47

Given a dataframe, I want to get the duplicated indexes, which do not have duplicate values in the columns, and see which values are different.

Specifically, I have this dataframe:

import pandas as pd
wget https://www.dropbox.com/s/vmimze2g4lt4ud3/alt_exon_repeatmasker_intersect.bed
alt_exon_repeatmasker = pd.read_table('alt_exon_repeatmasker_intersect.bed', header=None, index_col=3)

In [74]: alt_exon_repeatmasker.index.is_unique
Out[74]: False

And some of the indexes have duplicate values in the 9th column (the type of DNA repetitive element in this location), and I want to know what are the different types of repetitive elements for individual locations (each index = a genome location).

I'm guessing this will require some kind of groupby and hopefully some groupby ninja can help me out.
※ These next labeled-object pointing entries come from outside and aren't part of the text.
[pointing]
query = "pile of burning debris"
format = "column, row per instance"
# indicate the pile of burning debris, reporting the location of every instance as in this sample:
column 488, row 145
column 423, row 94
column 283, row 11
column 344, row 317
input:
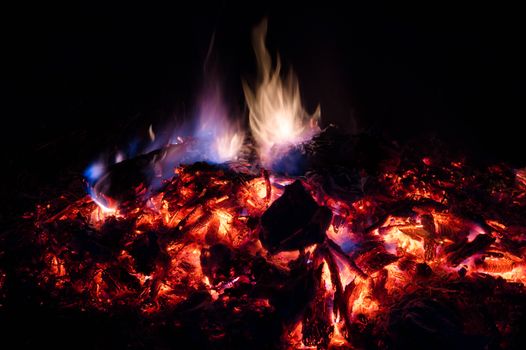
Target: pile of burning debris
column 420, row 248
column 308, row 239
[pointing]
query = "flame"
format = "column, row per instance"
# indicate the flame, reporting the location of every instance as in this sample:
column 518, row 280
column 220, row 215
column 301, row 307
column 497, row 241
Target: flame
column 276, row 116
column 225, row 137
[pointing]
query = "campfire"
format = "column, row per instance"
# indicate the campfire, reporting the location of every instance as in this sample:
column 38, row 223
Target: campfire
column 289, row 236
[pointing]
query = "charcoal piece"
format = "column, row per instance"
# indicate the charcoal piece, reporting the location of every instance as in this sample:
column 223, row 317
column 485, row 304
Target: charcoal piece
column 146, row 252
column 375, row 259
column 216, row 262
column 465, row 250
column 294, row 221
column 423, row 270
column 425, row 323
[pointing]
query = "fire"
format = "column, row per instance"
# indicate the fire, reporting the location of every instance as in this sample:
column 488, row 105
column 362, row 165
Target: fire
column 326, row 265
column 277, row 118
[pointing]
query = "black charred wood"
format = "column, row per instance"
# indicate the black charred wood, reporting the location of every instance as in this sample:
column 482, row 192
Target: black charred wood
column 481, row 242
column 294, row 221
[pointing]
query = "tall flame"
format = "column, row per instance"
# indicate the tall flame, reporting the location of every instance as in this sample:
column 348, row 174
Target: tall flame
column 276, row 117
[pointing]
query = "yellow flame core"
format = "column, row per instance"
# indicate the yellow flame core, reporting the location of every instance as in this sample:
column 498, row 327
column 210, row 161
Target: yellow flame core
column 276, row 115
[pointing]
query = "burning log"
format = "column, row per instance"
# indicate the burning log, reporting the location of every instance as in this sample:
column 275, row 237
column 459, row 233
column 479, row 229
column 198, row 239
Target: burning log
column 294, row 221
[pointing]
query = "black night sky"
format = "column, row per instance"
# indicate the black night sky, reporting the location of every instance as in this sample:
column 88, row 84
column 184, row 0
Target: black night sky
column 79, row 81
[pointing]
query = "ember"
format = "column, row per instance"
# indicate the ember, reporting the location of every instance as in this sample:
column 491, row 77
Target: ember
column 417, row 250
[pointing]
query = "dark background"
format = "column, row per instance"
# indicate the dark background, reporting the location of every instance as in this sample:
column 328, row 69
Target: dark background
column 80, row 81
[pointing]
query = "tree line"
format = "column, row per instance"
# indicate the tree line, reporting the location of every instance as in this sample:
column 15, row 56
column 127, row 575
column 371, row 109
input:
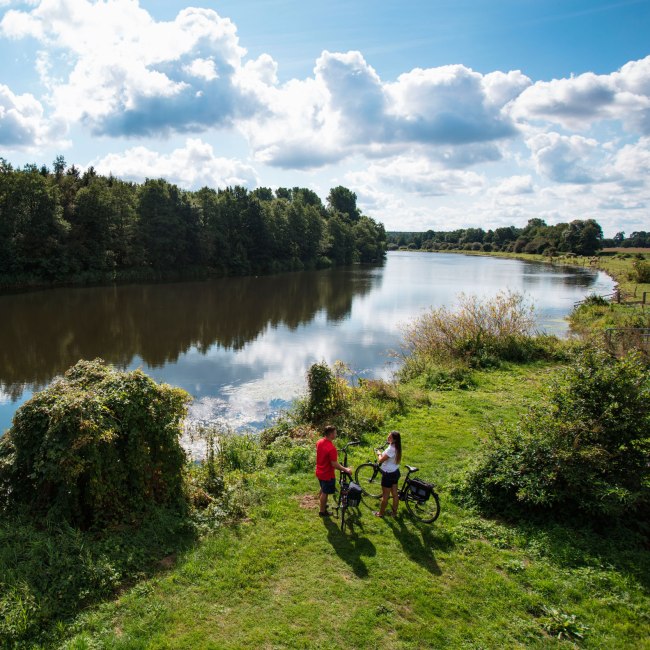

To simplify even further, if we only have the index and the repeat type,

genome_location1    MIR3
genome_location1    AluJb
genome_location2    Tigger1
genome_location3    AT_rich

So the output I'd like to see all duplicate indexes and their repeat types, as such:

genome_location1    MIR3
genome_location1    AluJb

EDIT: added toy example

Olga Botvinnik
  • 1,564
  • 1
  • 14
  • 32
  • 3
    Hi, usually it's good practice to simplify question as much as possible and create toy example with input and desired output. Such a questions are answered much faster and will be useful for future readers. – Roman Pekar Nov 25 '13 at 17:17

7 Answers7

84

Also useful and very succinct:

df[df.index.duplicated()]

Note that this only returns one of the duplicated rows, so to see all the duplicated rows you'll want this:

df[df.index.duplicated(keep=False)]

Matthew
  • 10,361
  • 5
  • 42
  • 54
  • There is a great example in the [docs](https://pandas.pydata.org/pandas-docs/stable/reference/api/pandas.Index.duplicated.html) – agent18 Dec 07 '20 at 23:30
  • 3
    **Example Usage**: 1. `idx = pd.Index(['lama', 'cow', 'lama', 'beetle', 'lama'])` 2. `idx.duplicated()` 3. `array([False, False, True, False, True])` – agent18 Dec 07 '20 at 23:31
23
df.groupby(level=0).filter(lambda x: len(x) > 1)['type']

We added filter method for this kind of operation. You can also use masking and transform for equivalent results, but this is faster, and a little more readable too.

Important:

The filter method was introduced in version 0.12, but it failed to work on DataFrames/Series with nonunique indexes. The issue -- and a related issue with transform on Series -- was fixed for version 0.13, which should be released any day now.

Clearly, nonunique indexes are the heart of this question, so I should point out that this approach will not help until you have pandas 0.13. In the meantime, the transform workaround is the way to go. Be ware that if you try that on a Series with a nonunique index, it too will fail.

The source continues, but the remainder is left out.